Capercaillie populations have declined from about 20,000 in the 1970s to fewer than 2000 now, partly because of increased human disturbance.
The bird has been identified by the national park as a species in need of "urgent conservation action" over the next five years.
But at the same time the park authority is backing plans for a series of housing schemes which conservationists have said will harm capercaillie. The biggest - for 1500 homes at An Camas Mòr, near Aviemore - was abandoned by its developer last week, though the landowner behind the plan claimed it would still go ahead.
Moss, who lives near Banchory, is concerned that capercaillie are in decline. He said: "The bird needs better refuges from disturbance, including fewer woodland tracks, a culture that encourages people and dogs to stay on tracks, careful management of off-track activities such as snowshoeing and orienteering, and rewetting ground previously drained for forestry."
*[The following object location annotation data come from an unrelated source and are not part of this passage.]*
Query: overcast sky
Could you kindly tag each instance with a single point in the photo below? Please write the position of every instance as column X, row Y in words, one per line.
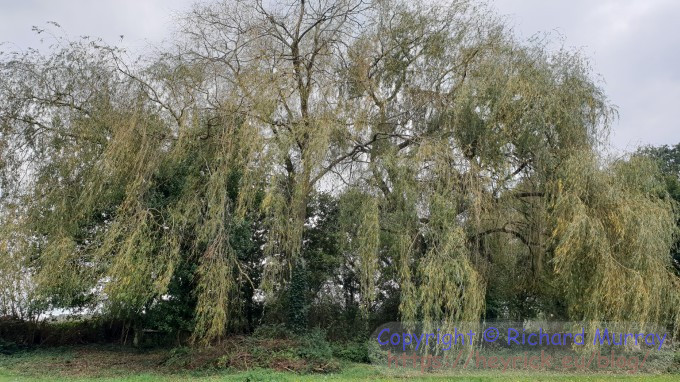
column 633, row 44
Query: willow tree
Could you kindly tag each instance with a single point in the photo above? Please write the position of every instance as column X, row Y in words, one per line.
column 461, row 156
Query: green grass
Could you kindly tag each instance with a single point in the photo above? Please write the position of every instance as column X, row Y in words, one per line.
column 109, row 363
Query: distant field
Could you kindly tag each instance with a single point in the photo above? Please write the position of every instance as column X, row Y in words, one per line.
column 115, row 364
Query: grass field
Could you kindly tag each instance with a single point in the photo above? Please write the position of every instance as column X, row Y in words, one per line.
column 115, row 364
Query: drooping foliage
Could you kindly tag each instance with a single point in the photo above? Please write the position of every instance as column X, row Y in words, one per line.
column 399, row 160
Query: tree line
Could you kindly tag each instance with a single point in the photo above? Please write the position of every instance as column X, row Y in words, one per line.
column 335, row 163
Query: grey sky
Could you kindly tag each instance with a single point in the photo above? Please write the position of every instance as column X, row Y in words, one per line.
column 634, row 45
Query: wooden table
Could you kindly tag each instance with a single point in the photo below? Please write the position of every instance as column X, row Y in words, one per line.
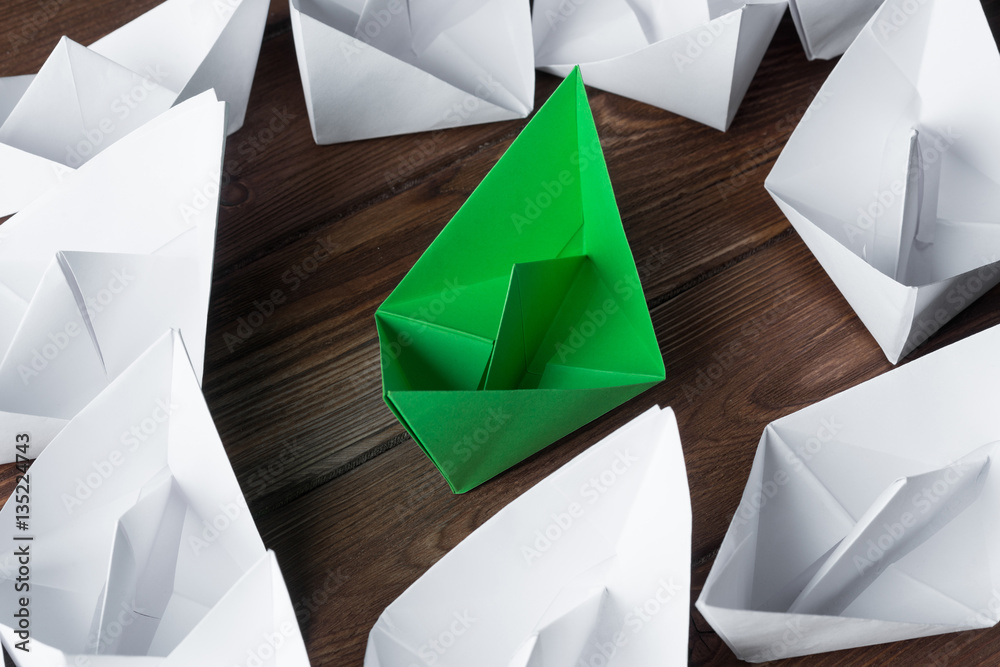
column 353, row 509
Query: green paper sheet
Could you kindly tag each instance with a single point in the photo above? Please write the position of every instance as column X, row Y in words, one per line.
column 525, row 318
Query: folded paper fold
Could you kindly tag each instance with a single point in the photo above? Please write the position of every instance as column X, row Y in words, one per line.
column 892, row 176
column 143, row 549
column 591, row 566
column 525, row 318
column 828, row 28
column 97, row 268
column 868, row 517
column 86, row 98
column 695, row 58
column 376, row 68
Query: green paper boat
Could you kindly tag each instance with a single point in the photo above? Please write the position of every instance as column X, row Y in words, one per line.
column 525, row 318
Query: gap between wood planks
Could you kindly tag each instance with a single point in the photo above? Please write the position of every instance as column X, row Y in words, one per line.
column 400, row 438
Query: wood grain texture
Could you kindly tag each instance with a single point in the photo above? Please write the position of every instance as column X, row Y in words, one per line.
column 750, row 327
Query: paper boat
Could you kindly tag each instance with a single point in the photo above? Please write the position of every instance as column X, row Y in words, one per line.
column 384, row 67
column 84, row 99
column 695, row 58
column 828, row 28
column 869, row 517
column 893, row 176
column 97, row 268
column 590, row 567
column 141, row 549
column 525, row 318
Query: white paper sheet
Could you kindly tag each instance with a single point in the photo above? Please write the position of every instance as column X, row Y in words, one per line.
column 84, row 99
column 892, row 178
column 373, row 68
column 97, row 268
column 869, row 517
column 695, row 58
column 142, row 549
column 591, row 566
column 828, row 28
Capercaillie were suffering because the national park was ignoring its own experts, Moss argued. "It would be nice if the conflicted national park could be persuaded to take the advice of its own ecologists seriously, but that is probably too much to ask."
He was backed by the Badenoch and Strathspey Conservation Group, which has been involved in a prolonged legal battle against the national park. Dr Gus Jones, the group's convener, said the housing developments will disturb capercaillie and damage its habitat.
Bird organisation RSPB Scotland also welcomed Moss's research, and called for dogs to be kept on leads and refuges to be created for capercaillie.
"The doomsday clock is already perilously close to midnight for the capercaillie," said Dr Pete Mayhew, a senior conservation manager with RSPB Scotland.
The national park's chief executive, Grant Moir, pointed out that the park was developing a management framework for capercaillie to address the issues highlighted by Moss.
Moir said: "The Cairngorms are, of course, also highly valued for their outdoor recreation opportunities in an economy driven by tourism, and we have a long-term need to provide the right kind of housing in the right place."
Capercaillie were "one of the big ongoing challenges in managing the park", he said, adding: "Dr Moss's work is already informing the way we are tackling this through habitat enhancement and managing the impacts of human disturbance."